Network coordinates provide a scalable way to estimate latencies among
large numbers of hosts.  While there are several algorithms for
producing coordinates, none account for the fact that nodes observe a
stream of distinct observations that may vary by as much as three
orders-of-magnitude.  With such variable data, coordinate systems are
prone to high error and instability in live deployments.  In addition,
dynamics such as triangle violations can lead to coordinate
oscillations, producing further instability and making it difficult
for applications to know when their coordinates have truly changed.

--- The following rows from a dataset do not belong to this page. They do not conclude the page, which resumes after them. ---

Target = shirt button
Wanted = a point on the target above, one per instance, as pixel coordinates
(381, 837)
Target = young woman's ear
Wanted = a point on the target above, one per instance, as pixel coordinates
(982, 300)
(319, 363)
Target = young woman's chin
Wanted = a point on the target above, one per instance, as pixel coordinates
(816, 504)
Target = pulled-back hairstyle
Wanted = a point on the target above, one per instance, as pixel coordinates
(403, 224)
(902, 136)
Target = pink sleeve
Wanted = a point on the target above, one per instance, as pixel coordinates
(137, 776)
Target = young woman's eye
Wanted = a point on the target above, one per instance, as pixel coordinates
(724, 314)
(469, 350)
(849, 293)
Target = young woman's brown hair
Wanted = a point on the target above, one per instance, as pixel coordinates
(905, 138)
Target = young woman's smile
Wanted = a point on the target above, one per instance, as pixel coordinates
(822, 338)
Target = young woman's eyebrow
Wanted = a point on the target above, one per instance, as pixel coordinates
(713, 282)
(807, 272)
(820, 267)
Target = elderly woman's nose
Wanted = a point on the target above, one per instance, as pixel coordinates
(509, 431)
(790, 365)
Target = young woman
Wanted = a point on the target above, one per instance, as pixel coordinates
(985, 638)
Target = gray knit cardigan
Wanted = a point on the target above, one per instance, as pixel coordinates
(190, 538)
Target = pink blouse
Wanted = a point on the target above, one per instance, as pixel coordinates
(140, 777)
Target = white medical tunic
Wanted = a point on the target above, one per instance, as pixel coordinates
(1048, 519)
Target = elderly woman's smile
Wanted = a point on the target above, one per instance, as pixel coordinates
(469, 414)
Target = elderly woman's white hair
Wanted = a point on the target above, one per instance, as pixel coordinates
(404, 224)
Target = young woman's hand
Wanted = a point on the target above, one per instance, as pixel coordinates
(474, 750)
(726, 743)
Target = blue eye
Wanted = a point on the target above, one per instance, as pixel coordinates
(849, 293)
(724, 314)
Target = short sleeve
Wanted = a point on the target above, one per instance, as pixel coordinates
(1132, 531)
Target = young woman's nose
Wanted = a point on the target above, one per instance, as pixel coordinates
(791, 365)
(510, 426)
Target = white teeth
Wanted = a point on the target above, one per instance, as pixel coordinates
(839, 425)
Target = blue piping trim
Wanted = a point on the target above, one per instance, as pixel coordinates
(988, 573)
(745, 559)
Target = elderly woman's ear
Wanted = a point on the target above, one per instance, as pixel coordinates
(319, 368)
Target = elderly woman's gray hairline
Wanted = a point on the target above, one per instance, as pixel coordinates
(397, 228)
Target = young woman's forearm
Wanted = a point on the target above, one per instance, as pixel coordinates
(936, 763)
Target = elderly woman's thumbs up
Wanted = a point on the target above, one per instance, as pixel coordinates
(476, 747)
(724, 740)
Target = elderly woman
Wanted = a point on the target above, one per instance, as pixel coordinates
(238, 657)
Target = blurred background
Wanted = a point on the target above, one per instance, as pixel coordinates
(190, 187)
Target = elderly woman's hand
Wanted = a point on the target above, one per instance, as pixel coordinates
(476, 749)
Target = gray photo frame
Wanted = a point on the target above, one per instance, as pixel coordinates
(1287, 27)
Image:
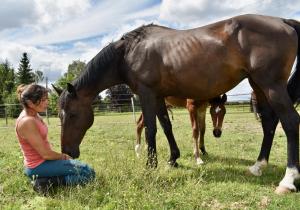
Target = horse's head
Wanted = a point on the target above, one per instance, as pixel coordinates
(217, 112)
(76, 117)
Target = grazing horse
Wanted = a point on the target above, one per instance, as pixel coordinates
(200, 63)
(197, 112)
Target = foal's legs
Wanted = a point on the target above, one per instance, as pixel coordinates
(165, 122)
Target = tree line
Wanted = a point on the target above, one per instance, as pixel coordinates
(117, 98)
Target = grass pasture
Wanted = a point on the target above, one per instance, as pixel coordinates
(123, 181)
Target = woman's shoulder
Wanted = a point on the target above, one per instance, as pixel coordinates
(26, 121)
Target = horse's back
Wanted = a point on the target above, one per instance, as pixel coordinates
(188, 63)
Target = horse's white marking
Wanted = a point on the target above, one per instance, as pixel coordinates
(217, 110)
(199, 161)
(256, 169)
(138, 150)
(291, 174)
(63, 113)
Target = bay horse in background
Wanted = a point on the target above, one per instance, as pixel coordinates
(197, 112)
(199, 63)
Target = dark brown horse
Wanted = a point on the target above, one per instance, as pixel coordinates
(200, 63)
(197, 112)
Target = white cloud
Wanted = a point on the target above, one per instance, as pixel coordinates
(56, 32)
(192, 13)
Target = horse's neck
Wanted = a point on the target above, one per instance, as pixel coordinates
(89, 91)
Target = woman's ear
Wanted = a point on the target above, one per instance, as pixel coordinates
(30, 104)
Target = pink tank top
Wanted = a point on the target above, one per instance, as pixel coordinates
(31, 157)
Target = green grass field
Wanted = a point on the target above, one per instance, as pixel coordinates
(124, 182)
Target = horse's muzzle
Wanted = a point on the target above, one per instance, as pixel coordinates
(74, 153)
(217, 133)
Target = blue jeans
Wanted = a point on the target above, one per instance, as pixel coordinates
(72, 171)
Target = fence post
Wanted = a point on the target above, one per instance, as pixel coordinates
(133, 110)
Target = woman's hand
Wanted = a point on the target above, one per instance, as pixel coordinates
(65, 156)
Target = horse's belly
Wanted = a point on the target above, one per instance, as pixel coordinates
(205, 84)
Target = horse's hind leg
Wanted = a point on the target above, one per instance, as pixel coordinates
(165, 122)
(139, 130)
(269, 122)
(148, 102)
(280, 102)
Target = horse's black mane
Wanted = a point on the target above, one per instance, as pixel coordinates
(137, 33)
(135, 36)
(93, 70)
(106, 56)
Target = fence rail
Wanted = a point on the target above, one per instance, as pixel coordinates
(6, 113)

Because simulation results demonstrate that network coordinates are
capable of providing low cost and sufficiently accurate answers to
common queries, it is vital that we develop the ability to obtain
similar results in practice.

We introduce latency filters, which turn streams of latency
observations into a single approximation, and update filters, which
summarize underlying coordinate change and squelch false application
updates.  We show how a compact, non-linear, low-pass filter can
extract a clear underlying signal from each link: these latency
filters improve accuracy.  We evaluate a set of change-detection
heuristics that allow coordinates to evolve at the system-level and
initiate an application-level update only after a coordinate has
undergone a significant change: these update filters boost coordinate
stability without diminishing accuracy.  These two filters combined to
improve network coordinate accuracy by 54 percent and coordinate
stability by 96 percent when run on a real, large-scale network.